Published On: Mon, Mar 5th, 2018

When an Immigrant, a Black Man, and a Woman are Nominated for Best Director, Everyone Wins

Guillermo del Toro won the Academy Award for Best Director for his film, The Shape of Water, which also just won Best Picture. It is a gorgeous and unique fairy tale that centers a female character with a disability (who isn’t played by one, but…). While I totally enjoyed that movie, I was pulling for someone else in the director’s race specifically. Still, I’m trying to remember the fact that this unique crop of nominees is pretty astounding in the first place.

I was really pulling for Greta Gerwig in this category. I wanted Jordan Peele for Best Screenplay (score!) and I think that Get Out deserves Best Picture, but Lady Bird does an amazing job at evoking a very particular feeling, a class-based, gender-based feeling that rarely gets shared, and is the type of quiet, low-key story that often gets dismissed, because you have to be loud to be considered important.

As Lady Bird herself says in the film, “Lots of things can be sad. It doesn’t all have to be war.”

Still, del Toro is riding that Latinx representation wave, and that is an area that is hugely in need of increased inclusion. Check out his beautiful and sweet speech above.

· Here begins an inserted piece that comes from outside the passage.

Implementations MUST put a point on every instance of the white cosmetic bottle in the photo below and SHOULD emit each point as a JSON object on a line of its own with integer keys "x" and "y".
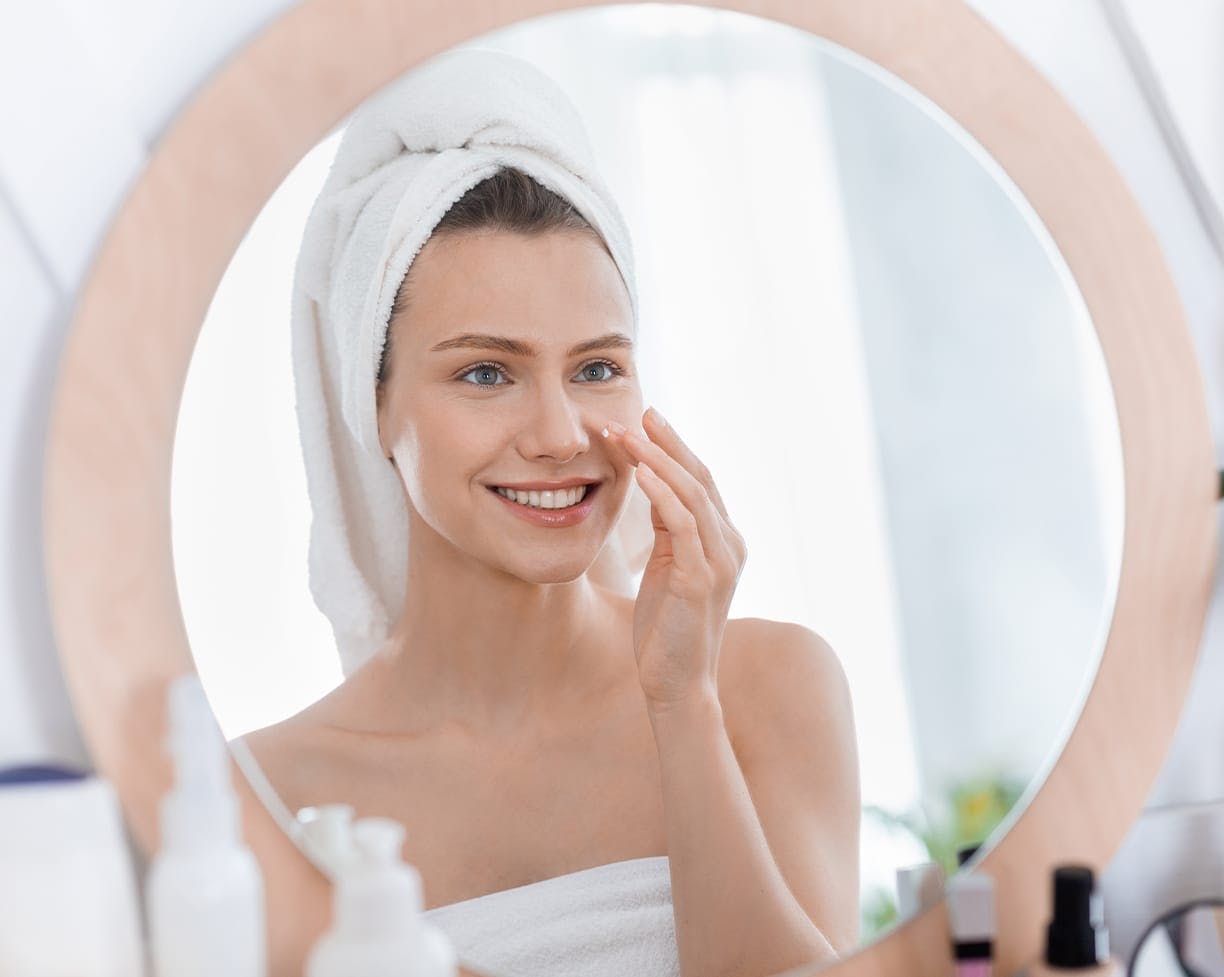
{"x": 205, "y": 891}
{"x": 377, "y": 923}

Bonus points for Emma Stone introducing “four men and Greta Gerwig.” Zing!

While I’m disappointed that neither Get Out nor Lady Bird took home their biggest prizes, I’m glad that they were beat out by someone for whom winning an Oscar is also an important moment for a marginalized community, and the fact that Guillermo del Toro, Jordan Peele, and Greta Gerwig were all nominated in the same categories means there’s hope for the Academy yet.